Nanotechnology Improves Wellbore Strengthening and Minimizes Differential Sticking Problems in Highly Depleted Formation

Abstract

Abstract It is a challenge to drill in highly deviated or horizontal holes across the highly depleted formations. Wellbore instability, differential sticking and mud loss are frequently encountered problems while drilling a depleted reservoir in deep HTHP wells in Kuwait. Long-term production caused formation pressures to be highly depleted, and drilling became more challenging with considerable non-productive time. Therefore, it is necessary to identify a fluid’s solution when other options with casing zone isolation are not viable.
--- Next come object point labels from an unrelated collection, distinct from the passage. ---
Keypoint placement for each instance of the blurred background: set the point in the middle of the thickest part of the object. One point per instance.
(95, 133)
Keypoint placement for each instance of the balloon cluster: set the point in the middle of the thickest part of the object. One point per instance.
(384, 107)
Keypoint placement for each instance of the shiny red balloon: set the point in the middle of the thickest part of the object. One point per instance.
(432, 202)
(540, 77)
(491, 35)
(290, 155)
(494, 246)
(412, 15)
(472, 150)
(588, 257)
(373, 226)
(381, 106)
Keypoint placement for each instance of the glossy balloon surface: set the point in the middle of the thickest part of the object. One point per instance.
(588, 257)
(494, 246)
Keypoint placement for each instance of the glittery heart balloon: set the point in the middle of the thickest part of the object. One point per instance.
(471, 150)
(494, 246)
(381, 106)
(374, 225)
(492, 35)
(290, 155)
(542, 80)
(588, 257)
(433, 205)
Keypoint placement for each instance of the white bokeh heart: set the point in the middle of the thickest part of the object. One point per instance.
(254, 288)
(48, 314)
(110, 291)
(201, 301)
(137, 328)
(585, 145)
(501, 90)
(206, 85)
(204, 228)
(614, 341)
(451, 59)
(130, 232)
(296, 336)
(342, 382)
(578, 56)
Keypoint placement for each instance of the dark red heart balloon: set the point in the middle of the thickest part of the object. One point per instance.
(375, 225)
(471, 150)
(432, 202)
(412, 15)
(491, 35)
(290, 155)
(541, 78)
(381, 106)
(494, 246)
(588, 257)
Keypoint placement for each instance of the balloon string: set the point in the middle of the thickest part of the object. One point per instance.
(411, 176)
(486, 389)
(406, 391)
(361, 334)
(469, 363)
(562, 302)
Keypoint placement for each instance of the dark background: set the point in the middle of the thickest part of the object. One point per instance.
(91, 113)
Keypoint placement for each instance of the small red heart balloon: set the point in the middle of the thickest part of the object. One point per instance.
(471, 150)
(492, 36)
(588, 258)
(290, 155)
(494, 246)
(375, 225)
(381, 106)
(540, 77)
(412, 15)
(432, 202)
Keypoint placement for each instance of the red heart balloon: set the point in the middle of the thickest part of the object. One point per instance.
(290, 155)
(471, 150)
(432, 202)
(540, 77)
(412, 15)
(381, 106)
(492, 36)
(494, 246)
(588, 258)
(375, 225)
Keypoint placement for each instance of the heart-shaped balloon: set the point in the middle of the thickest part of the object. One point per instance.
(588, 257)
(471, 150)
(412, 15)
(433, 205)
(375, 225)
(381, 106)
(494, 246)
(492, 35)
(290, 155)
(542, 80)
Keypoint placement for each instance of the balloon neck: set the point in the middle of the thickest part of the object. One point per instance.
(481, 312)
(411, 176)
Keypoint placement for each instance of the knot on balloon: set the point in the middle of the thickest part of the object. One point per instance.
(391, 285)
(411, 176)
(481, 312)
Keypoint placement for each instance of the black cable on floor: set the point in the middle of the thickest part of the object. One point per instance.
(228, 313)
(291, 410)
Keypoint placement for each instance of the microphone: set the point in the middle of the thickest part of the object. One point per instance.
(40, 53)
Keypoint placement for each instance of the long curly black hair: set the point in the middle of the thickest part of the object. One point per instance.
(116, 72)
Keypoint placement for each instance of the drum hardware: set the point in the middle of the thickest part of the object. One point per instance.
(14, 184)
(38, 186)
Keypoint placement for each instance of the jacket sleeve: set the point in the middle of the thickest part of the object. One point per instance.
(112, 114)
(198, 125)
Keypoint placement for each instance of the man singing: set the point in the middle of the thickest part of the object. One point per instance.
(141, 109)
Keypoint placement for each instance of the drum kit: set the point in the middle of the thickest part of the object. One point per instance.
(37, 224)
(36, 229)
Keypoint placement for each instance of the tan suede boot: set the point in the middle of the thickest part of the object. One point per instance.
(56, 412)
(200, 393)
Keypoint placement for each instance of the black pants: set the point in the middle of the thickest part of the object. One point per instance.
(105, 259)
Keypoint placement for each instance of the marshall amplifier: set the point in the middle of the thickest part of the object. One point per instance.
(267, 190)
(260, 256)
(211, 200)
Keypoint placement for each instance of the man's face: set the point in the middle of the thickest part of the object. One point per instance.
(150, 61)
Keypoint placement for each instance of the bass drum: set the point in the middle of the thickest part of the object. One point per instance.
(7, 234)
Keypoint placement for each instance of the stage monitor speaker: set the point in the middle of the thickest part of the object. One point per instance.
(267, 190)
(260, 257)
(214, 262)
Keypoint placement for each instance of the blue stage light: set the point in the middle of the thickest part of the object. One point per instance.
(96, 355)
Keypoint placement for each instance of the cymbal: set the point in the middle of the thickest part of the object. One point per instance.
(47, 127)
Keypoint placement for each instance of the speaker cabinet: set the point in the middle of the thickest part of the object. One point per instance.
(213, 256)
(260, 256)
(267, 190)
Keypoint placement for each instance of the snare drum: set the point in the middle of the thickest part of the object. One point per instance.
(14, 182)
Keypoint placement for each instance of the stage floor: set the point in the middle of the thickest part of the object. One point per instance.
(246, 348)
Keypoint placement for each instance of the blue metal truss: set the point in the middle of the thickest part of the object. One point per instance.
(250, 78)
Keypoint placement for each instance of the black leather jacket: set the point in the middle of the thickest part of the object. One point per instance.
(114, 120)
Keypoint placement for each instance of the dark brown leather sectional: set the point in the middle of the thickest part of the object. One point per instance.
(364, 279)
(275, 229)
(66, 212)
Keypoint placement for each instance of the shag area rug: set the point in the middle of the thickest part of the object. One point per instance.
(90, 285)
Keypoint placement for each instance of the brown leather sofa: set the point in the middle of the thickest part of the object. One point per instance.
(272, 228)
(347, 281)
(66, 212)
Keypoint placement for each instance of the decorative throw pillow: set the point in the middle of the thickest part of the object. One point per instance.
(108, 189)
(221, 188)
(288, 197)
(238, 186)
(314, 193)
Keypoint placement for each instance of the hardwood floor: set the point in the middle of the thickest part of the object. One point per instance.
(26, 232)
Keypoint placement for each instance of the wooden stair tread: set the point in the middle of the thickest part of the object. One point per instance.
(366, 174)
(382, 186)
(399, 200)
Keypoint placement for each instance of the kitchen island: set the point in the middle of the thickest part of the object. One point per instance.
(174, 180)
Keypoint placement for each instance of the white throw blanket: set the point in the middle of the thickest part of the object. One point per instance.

Traditionally, oil-based mud (OBM) was used while drilling these formations with limited success. A customized fluid system was designed to overcome the issue of high overburden pressure in depleted formations targeting effective bridging, minimizing pore pressure transmission and strengthening the wellbore. A nano-size deformable synthetic polymer, along with sized calcium carbonate and graphite, was identified to effectively plug the pore throats and minimized the fluid invasion, which was confirmed by particle plugging tests. A well section was identified to comingle the highly depleted and pressurized formations. This was the first attempt on a high-angle well with deep drilling operations in Kuwait and was performed to facilitate the successful drilling of the reservoir. Traditional OBM was converted to a customized fluid system using a nano-size polymer and sized bridging additives based on proprietary software selection and series of laboratory tests. Drilling, coring and logging were successfully performed for the first time in the commingle section without incident. There was no wellbore instability or differential sticking tendencies, less torque and drag, as well as enhanced wellbore cleaning in the high-angle sections. This paper also presents the some of the successful applications of the nano-size deformable polymer in OBM to drill highly depleted formations in HTHP wells managing upto 3500 psi overbalalnceacross highly permeable formations.